Many of us will know the work of these two intellectuals. Both are internationally recognised, both are published authors, broadcasters and teachers. Yet apart from this evident recognition they are also vilified, denigrated, and abused by others including governments, corporations, media and well organised lobbyists. As Brecht once wrote:
Today anyone who wants to fight lies and ignorance and to write the truth has to overcome at least five difficulties. He must have the courage to write the truth, even though it is disguised everywhere; the skill to make it fit for use as a weapon; the judgement to select those in whose hands it will become effective; the cunning to spread it amongst them. These difficulties are great for those who write under Fascism, but they also exist for those who were driven out or have fled, indeed, even for those who write in the lands of the bourgeois freedom.
Three days ago a St. Petersburg court sentenced a 19-year-old woman to three years in a penal colony after she was accused of repeatedly “discrediting” the Russian army, including by gluing a quotation on a statue of a Ukrainian poet. Darya Kozyreva was arrested on February 24, 2024, after she glued a verse by Ukrainian poet Taras Shevchenko onto his monument in St Petersburg, according to an independent Russian human rights group, OVD-Info.2 The verse from Shevchenko’s My Testament read:
Oh bury me, then rise ye up
And break your heavy chains
And water with the tyrants’ blood
The freedom you have gained.
Should we not feel vertigo as we read what has happened to this young woman? Yet even I feel somehow numb. It’s too much to take in.
I had a similar response to seeing the photo-reportage by Gladys Serrano a few days ago. In 2024 she reported for El Pais from the Cecot mega prison in El Salvador. You may be aware that this is the concentration camp that Trump is using to send people despite instructions to desist from the US courts. I hope to be talking to Gladys about her photographic work in a short while.

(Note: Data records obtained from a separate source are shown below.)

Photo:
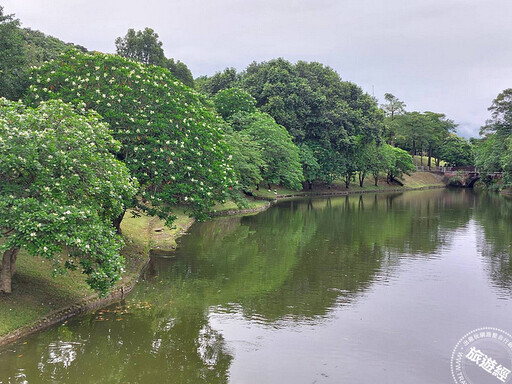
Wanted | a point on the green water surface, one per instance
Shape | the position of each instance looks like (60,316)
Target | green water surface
(376,288)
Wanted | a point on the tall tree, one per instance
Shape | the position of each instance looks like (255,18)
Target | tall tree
(171,139)
(142,46)
(393,106)
(145,47)
(12,57)
(60,187)
(493,151)
(226,79)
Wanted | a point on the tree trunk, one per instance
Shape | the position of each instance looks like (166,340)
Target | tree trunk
(362,175)
(8,268)
(116,223)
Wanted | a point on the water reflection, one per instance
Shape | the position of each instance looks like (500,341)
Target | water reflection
(321,265)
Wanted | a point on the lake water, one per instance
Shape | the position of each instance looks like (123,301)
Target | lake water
(360,289)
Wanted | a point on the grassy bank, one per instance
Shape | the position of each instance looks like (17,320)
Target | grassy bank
(37,296)
(417,180)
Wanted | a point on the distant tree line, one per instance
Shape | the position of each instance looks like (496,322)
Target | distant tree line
(96,134)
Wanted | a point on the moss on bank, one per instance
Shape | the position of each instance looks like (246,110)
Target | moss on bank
(417,180)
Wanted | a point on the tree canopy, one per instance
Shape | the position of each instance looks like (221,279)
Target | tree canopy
(60,187)
(492,153)
(144,46)
(171,140)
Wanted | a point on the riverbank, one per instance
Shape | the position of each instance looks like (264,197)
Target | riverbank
(39,301)
(416,181)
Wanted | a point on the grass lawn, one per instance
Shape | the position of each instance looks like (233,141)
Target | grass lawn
(36,294)
(231,205)
(416,180)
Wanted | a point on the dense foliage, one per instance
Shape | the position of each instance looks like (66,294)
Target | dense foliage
(19,50)
(329,119)
(145,47)
(493,152)
(170,139)
(60,188)
(456,151)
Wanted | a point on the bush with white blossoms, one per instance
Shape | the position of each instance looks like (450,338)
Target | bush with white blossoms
(60,189)
(170,137)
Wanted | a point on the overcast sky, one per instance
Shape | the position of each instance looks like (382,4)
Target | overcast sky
(449,56)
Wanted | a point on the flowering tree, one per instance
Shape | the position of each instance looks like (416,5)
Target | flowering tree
(171,139)
(60,187)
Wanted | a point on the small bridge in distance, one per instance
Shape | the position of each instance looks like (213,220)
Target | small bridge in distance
(468,174)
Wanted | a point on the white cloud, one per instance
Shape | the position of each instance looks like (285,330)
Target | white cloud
(449,56)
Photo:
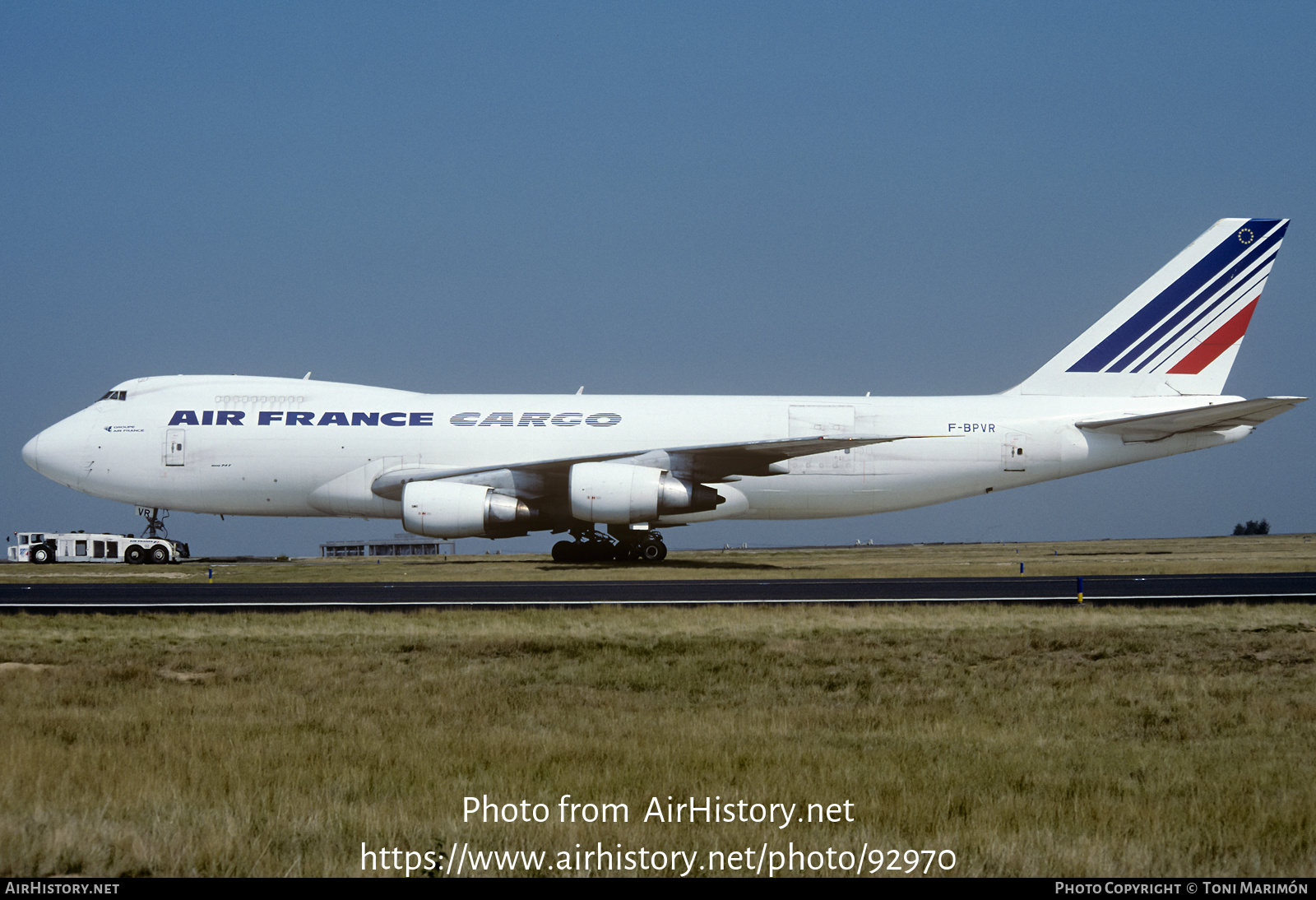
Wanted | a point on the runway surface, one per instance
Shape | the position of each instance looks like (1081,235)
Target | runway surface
(1099,590)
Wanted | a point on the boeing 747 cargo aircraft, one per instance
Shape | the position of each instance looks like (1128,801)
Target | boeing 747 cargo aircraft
(1144,382)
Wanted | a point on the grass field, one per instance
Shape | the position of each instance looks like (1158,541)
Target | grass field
(1061,741)
(1277,553)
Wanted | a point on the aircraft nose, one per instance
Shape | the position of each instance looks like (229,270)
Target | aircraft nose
(30,452)
(59,452)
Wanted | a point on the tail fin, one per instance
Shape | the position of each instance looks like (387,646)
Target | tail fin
(1179,332)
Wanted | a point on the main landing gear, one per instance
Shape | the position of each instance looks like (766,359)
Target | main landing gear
(596,546)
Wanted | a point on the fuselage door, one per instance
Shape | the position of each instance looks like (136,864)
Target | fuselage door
(174,447)
(1012,454)
(822,421)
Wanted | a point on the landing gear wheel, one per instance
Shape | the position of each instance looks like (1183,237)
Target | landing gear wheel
(653,551)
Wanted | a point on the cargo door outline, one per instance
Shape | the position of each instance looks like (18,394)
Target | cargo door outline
(822,421)
(1012,454)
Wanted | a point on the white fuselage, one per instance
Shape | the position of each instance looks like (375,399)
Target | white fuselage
(270,447)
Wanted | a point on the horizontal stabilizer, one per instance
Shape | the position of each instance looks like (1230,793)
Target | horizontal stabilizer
(708,462)
(1217,417)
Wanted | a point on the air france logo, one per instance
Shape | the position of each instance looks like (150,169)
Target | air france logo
(395,419)
(291,417)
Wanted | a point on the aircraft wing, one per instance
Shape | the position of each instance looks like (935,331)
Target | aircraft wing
(708,462)
(1199,419)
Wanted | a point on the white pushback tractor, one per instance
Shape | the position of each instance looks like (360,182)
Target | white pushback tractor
(44,548)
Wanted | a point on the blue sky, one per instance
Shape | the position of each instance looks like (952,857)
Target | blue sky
(648,199)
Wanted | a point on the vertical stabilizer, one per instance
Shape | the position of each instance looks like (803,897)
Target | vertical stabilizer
(1179,331)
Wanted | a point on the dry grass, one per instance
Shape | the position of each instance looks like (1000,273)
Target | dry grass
(1277,553)
(1061,741)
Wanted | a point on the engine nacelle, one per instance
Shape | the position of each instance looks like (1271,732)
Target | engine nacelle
(449,509)
(620,495)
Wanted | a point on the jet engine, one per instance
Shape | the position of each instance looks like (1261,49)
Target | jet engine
(451,509)
(620,495)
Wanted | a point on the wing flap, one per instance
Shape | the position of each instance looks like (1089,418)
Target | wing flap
(707,462)
(1199,419)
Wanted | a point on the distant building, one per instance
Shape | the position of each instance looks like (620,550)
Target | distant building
(399,545)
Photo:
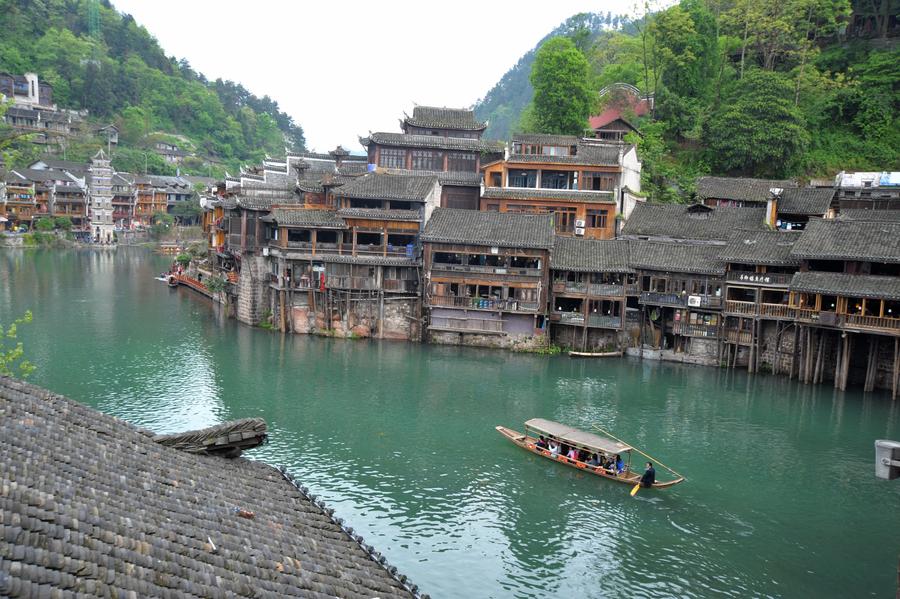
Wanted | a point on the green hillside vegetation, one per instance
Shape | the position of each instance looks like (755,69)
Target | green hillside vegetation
(763,88)
(100,60)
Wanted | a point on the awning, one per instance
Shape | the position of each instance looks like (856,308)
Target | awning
(573,436)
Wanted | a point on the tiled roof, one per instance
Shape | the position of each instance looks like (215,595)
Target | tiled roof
(303,217)
(678,221)
(472,227)
(444,118)
(761,247)
(849,240)
(379,186)
(545,139)
(379,214)
(93,506)
(437,142)
(813,201)
(739,188)
(836,283)
(526,193)
(676,257)
(873,216)
(588,154)
(590,255)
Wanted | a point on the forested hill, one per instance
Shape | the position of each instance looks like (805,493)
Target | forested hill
(101,60)
(504,103)
(761,88)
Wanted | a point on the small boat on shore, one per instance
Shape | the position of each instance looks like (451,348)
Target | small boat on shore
(612,354)
(590,443)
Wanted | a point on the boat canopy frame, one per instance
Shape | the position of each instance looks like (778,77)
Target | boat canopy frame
(577,438)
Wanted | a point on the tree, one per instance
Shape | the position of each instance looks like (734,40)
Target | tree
(12,357)
(563,99)
(758,130)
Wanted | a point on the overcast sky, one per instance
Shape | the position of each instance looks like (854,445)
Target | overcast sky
(344,68)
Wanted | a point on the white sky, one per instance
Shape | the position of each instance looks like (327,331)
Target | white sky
(341,69)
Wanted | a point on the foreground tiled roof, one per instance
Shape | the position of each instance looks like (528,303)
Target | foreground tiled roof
(433,141)
(676,257)
(91,506)
(771,248)
(590,255)
(739,188)
(849,240)
(377,186)
(836,283)
(812,201)
(308,218)
(527,193)
(678,221)
(873,216)
(445,118)
(505,229)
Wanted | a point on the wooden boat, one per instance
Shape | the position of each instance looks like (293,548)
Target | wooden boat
(615,354)
(586,442)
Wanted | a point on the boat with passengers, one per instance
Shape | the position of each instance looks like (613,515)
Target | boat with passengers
(587,444)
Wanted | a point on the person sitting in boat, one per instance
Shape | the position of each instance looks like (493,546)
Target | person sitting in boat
(649,476)
(553,446)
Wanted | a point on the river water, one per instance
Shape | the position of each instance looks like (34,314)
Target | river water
(399,438)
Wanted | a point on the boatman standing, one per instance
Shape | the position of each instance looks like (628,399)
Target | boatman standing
(649,476)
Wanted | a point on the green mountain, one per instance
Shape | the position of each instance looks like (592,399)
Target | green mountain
(103,61)
(503,104)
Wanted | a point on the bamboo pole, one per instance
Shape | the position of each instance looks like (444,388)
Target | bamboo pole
(648,456)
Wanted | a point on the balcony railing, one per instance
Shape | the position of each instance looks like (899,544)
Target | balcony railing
(695,330)
(759,278)
(480,303)
(498,270)
(470,325)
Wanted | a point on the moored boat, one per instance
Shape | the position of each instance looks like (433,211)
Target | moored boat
(584,442)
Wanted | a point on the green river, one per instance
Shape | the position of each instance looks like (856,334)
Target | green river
(780,498)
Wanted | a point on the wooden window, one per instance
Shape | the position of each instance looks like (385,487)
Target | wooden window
(392,158)
(427,160)
(596,219)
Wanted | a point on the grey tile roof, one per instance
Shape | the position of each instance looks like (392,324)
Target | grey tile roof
(836,283)
(676,257)
(869,215)
(502,229)
(812,201)
(93,506)
(379,214)
(568,195)
(437,142)
(849,240)
(303,217)
(377,186)
(444,118)
(771,248)
(739,188)
(678,221)
(590,255)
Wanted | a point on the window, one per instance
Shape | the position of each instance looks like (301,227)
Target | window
(392,158)
(461,161)
(596,219)
(427,160)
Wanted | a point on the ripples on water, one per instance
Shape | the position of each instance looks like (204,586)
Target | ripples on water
(399,439)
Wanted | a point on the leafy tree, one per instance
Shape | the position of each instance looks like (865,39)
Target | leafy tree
(12,352)
(758,130)
(562,94)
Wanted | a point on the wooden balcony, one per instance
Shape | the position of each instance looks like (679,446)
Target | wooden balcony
(480,303)
(483,326)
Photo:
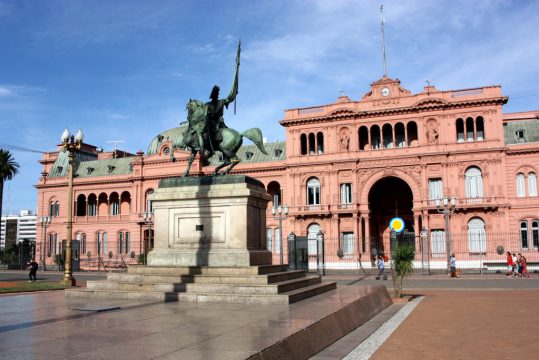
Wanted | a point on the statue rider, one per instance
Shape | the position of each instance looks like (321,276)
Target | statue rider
(209,133)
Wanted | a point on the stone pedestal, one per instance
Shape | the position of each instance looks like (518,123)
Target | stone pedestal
(210,221)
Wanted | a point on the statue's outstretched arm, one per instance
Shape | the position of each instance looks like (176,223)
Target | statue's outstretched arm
(234,91)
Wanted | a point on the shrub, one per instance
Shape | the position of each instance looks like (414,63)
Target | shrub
(403,258)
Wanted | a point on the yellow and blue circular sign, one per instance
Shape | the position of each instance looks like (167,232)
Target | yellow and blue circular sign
(396,224)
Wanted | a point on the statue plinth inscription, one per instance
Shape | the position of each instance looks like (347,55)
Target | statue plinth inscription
(210,221)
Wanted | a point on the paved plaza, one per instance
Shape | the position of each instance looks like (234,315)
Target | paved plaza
(449,319)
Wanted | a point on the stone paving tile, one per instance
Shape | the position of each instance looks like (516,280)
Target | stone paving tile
(468,325)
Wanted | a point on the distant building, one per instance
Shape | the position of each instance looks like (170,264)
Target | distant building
(18,228)
(345,171)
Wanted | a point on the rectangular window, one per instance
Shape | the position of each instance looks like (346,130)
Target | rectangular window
(269,239)
(435,189)
(346,193)
(437,243)
(347,243)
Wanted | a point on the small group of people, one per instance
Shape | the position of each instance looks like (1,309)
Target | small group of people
(32,266)
(517,266)
(380,259)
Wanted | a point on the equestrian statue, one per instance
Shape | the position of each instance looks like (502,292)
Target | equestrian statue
(207,133)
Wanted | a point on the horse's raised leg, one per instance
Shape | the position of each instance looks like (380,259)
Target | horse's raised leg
(225,162)
(189,162)
(233,163)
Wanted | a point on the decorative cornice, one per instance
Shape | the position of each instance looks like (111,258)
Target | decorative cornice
(414,109)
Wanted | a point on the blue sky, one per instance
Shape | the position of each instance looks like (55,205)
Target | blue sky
(124,70)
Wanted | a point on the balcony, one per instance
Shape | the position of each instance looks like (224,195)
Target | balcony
(473,202)
(100,218)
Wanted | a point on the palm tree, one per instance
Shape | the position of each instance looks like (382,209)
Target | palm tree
(8,169)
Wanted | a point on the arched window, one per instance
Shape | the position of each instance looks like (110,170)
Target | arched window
(469,129)
(474,184)
(524,234)
(120,242)
(102,204)
(269,239)
(521,185)
(81,205)
(114,204)
(125,203)
(312,234)
(101,243)
(400,138)
(387,133)
(346,193)
(480,126)
(320,143)
(375,137)
(535,234)
(363,137)
(148,203)
(532,184)
(303,141)
(53,244)
(83,243)
(477,237)
(274,190)
(411,129)
(313,191)
(81,238)
(92,205)
(312,148)
(54,208)
(460,130)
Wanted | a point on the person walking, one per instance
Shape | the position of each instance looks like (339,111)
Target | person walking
(33,271)
(509,264)
(381,267)
(515,265)
(453,265)
(525,272)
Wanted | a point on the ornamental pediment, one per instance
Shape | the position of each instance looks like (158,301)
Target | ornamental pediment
(342,111)
(430,102)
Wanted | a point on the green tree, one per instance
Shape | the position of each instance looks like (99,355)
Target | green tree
(8,169)
(403,258)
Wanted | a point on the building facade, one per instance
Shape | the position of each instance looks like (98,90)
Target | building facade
(458,172)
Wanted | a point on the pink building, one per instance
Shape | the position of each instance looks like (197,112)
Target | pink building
(346,169)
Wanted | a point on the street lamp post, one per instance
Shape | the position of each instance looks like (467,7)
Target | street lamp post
(71,144)
(279,212)
(148,217)
(447,206)
(44,221)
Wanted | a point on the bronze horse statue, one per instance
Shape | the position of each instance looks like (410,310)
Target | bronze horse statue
(225,140)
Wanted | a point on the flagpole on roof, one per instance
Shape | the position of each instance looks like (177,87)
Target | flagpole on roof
(382,22)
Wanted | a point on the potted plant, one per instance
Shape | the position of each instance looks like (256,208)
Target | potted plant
(402,260)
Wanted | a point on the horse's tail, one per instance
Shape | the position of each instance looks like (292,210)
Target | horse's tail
(255,135)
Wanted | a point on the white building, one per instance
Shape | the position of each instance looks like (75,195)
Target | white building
(18,228)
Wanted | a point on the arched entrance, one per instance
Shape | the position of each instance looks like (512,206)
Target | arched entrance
(389,197)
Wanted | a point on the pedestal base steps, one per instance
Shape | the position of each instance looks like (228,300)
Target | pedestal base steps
(267,284)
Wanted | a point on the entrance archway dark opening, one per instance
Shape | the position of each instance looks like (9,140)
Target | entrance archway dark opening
(389,197)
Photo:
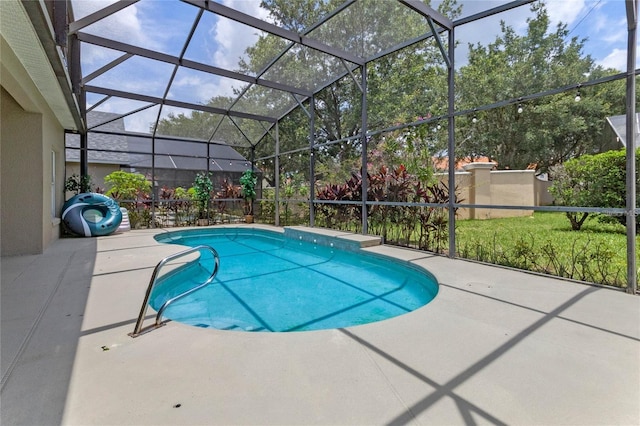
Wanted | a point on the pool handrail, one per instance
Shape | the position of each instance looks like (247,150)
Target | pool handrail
(138,330)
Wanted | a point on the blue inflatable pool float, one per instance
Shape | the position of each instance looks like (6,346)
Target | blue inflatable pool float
(90,215)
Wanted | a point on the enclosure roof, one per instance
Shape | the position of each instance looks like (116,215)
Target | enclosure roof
(619,125)
(112,146)
(179,58)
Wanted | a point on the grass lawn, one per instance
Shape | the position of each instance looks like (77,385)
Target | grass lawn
(545,243)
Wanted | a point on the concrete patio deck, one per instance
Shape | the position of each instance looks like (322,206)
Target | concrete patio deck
(494,347)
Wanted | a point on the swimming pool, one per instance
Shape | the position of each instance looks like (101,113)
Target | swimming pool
(270,283)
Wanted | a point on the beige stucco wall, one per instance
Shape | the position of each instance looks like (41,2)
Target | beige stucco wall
(482,185)
(29,133)
(97,172)
(513,188)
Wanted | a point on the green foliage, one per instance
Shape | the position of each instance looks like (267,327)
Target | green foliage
(77,184)
(127,185)
(248,182)
(550,130)
(201,192)
(544,243)
(414,226)
(592,181)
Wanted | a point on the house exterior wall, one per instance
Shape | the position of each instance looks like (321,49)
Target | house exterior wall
(21,201)
(97,172)
(29,133)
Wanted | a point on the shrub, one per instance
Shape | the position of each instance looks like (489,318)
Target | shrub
(592,181)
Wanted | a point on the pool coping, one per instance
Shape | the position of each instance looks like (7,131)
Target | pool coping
(495,346)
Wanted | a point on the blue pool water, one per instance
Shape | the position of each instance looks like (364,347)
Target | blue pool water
(268,282)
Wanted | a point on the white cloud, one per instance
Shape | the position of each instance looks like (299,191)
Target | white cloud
(565,11)
(617,59)
(126,25)
(232,38)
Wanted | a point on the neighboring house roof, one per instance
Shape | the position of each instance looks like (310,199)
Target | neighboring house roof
(115,145)
(442,163)
(618,124)
(185,155)
(135,151)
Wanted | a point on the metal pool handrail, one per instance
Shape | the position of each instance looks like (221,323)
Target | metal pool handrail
(138,330)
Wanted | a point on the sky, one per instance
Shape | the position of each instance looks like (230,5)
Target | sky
(162,24)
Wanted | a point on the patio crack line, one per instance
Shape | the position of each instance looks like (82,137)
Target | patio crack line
(36,323)
(389,383)
(447,388)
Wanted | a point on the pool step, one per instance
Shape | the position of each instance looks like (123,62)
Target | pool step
(332,238)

US historians of fascism Jason Stanley3 and Timothy Snyder have both left their positions at Yale University and moved to Canada. Stanley’s book How Fascism Works: The Politics of Us and Them is a useful and quick read, especially those who work with young people and who are not historians. While Stanley directly states that Trump’s actions over recent months led to his decision to leave the US, Snyder’s declined to make a direct link. But his argument, as ever, is subtle and interesting:
I did not leave Yale because of Donald Trump, or because of Columbia, or because of threats to Yale — but that would be a reasonable thing to do, and that is a decision that people will make. More scholars will leave the United States if universities cannot make the case for themselves and stand together while doing it. The business of universities is to exemplify and create the conditions of liberty. There are reasons why tyrants come after universities first, and this is the main one. I never once felt at Yale the slightest sense that I should or should not say or write anything in particular; it is important that everyone have that sense. What is coming to the United States now is an attempt by the federal government to encourage conformism and denunciations for the purpose of spreading terror and idiocy. This is hugely challenging to all of those who run our universities; self-defence begins with claiming the concepts. Universities are and should name themselves champions of freedom.
In some respects, all of those mentioned above have something in common through the principle question they ask. Maté, Klein, Kozyreva, Stanley and Snyder all use their respective disciplines, (psychiatry, journalism, activism/poetry and history) to ask why is our history so often mis-remembered or suppressed? Why is the act of remembering treated so harshly by states and other powerful forces, ending with prison for some or exile for others?